Die Behörde wollte gegenüber dem KURIER keine Stellungnahme abgeben.
Vorstandsverträge
In der Wiener Zeitung erschien vor einigen Tagen außerdem eine bemerkenswerte Verlautbarung. Das Ministerium gab hoch offiziell die Bestellung der beiden Vorstände der E-Control, Wolfgang Urbantschitsch und Alfons Haber, bekannt. Mit Wirksamkeit vom 25. März 2021.

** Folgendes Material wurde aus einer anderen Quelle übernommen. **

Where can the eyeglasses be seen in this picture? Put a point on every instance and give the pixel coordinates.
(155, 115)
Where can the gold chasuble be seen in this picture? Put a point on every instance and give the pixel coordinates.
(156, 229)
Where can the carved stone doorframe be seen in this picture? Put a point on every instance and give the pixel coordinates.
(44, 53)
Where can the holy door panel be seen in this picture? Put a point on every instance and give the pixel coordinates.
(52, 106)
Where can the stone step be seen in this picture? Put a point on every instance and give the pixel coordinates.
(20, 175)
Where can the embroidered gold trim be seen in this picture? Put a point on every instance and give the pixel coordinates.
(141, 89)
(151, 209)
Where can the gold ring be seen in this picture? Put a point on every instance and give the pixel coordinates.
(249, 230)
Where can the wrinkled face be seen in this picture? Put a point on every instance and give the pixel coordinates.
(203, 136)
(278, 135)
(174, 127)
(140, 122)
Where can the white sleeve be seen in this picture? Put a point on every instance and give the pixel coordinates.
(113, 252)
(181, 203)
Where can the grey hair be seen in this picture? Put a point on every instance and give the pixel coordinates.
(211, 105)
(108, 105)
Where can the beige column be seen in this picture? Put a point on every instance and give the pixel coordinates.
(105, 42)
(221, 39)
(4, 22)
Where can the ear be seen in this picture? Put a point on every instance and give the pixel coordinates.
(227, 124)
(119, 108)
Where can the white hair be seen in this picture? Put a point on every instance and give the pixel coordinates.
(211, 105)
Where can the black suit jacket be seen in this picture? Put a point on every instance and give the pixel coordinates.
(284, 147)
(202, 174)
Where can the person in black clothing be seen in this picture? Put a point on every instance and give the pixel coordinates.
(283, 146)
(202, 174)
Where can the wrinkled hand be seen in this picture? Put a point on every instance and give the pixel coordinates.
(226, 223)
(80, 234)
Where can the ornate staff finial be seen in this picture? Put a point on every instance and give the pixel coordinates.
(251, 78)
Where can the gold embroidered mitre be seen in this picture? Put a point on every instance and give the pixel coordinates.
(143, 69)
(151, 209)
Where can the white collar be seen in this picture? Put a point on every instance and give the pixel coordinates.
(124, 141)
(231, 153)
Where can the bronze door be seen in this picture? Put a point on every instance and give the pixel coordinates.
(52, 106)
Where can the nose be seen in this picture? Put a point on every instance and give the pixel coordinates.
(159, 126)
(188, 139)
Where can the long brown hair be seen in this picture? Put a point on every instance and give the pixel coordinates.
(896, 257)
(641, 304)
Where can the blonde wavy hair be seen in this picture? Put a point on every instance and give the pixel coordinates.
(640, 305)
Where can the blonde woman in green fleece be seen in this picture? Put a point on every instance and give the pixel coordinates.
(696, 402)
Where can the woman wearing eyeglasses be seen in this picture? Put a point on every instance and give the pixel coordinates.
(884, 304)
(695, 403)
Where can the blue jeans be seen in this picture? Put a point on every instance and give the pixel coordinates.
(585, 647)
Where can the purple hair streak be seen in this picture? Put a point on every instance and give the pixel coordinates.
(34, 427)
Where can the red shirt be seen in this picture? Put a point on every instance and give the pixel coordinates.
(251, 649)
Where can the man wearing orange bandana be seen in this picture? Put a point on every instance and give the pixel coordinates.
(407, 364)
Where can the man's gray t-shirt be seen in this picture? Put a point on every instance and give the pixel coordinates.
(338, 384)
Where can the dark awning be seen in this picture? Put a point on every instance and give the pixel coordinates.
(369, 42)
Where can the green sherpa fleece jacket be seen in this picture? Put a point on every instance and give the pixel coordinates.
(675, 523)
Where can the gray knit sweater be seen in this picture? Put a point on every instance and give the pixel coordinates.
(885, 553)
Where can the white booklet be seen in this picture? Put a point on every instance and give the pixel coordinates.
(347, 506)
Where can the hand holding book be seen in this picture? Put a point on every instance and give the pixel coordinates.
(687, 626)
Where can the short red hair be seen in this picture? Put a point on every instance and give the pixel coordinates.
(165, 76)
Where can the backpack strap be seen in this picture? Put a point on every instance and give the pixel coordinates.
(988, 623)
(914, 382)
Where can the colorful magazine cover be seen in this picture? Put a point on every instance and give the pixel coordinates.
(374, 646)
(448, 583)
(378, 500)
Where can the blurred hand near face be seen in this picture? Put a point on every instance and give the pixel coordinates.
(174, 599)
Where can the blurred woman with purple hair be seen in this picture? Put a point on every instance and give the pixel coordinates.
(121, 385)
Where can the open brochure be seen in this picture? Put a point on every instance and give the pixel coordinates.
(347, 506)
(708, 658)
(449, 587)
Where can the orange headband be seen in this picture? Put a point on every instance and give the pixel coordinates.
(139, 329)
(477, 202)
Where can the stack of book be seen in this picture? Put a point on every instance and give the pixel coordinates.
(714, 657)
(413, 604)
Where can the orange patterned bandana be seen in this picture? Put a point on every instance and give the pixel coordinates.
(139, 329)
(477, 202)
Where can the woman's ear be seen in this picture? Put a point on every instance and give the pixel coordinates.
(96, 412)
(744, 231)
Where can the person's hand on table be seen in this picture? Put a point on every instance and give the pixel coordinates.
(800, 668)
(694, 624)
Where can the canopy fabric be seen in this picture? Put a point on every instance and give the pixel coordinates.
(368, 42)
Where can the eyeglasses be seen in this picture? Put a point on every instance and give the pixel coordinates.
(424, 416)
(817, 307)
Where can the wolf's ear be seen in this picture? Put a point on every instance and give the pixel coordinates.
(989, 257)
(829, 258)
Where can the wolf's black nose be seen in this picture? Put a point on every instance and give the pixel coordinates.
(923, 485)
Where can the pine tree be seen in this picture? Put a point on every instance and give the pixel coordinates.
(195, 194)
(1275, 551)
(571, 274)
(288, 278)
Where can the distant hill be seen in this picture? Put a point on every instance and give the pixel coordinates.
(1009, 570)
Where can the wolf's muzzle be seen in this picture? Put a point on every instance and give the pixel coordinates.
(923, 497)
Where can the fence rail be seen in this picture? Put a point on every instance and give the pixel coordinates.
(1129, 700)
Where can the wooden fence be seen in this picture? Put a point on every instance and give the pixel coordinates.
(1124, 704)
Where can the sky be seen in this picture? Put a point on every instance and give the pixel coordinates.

Seit diesem Stichtag sind die Vorstände einer der wichtigsten Behörden des Landes bereits im Amt, hatten aber keine Verträge. Sie stritten mit der Ex-Aufsichtsratsvorsitzenden und ÖBAG-Chefin Edith Hlawati um Boni, Dienstwagen und Nebenjobs. Mit der neuen Aufsichtsratschefin, AK-Expertin Dorothee Herzele, wurde man sich mit Jahresbeginn 2022 einig. Die Veröffentlichung in der Wiener Zeitung sei eine Verpflichtung zur Veröffentlichung gewesen, für alle, die an der Ausschreibung mitgewirkt hatten, erklärte dazu eine Sprecherin der Behörde.
„Preissteigerungen nicht überraschend“
Eine der brisanten Fragen an die Leitung der Wien Energie ist, ob das Risikomanagement versagt hat. Jedes Unternehmen dieser Größenordnung muss eine Risiko-Management-Abteilung haben. Deren Experten ermitteln und bewerten Risiken für das Unternehmen und arbeiten Pläne aus, wie die potenziell möglichen Auswirkungen dieser Risiken minimiert werden können. Denn jedes Risiko kann einen Schaden für das Unternehmen bedeuten.
Bei der Value-at-Risk-Methode (VAR) werden periodisch alle Handelsgeschäfte bewertet. Für ihre Berechnungen unterlegen die Risiko-Manager gewisse Schwankungen, in diesem Fall der Strompreise.
Die Experten errechnen den sogenannten Risikofaktor für das Unternehmen und machen Risiken damit bewertbar. Der Faktor hängt von der Wahrscheinlichkeit des Risiko-Eintritts ab. Je nach Risikofaktor müssen finanzielle Vorkehrungen getroffen werden, das Unternehmen muss reagieren.
Warnungen ignoriert?
Das Risiko-Management untersteht direkt dem Vorstand, in manchen Unternehmen dem Aufsichtsrat, und hat regelmäßig Meldung zu machen. Wie konnte Wien Energie also in eine Situation schlittern?
Experten vermuten, dass entweder das Risiko-Management total inkompetent sein könnte, eine zu geringe Streubreite bei der Entwicklung der Strompreise angenommen wurde – oder dass das Management Warnungen ignorierte. Anstatt die Positionen glatt zu stellen, heißt, auszusteigen. Dann wäre zwar ein Verlust realisiert worden, aber es hätten sich keine Milliarden-Risiken aufgebaut.
Die Explosion der Strompreise war durchaus absehbar. „Der hohe Strompreis ist nicht überraschend gekommen“, sagt Walter Boltz, Kenner des Strommarktes und derzeit Berater des Klimaministeriums. Und weiter: „Das Risikomanagement hätte die Sorge über hohe Strompreise und knappe Verfügbarkeiten schon allein aus der Lektüre der deutschsprachigen Wirtschaftsmedien relativ klar erkennen müssen“, meint der ehemalige E-Control-Vorstand.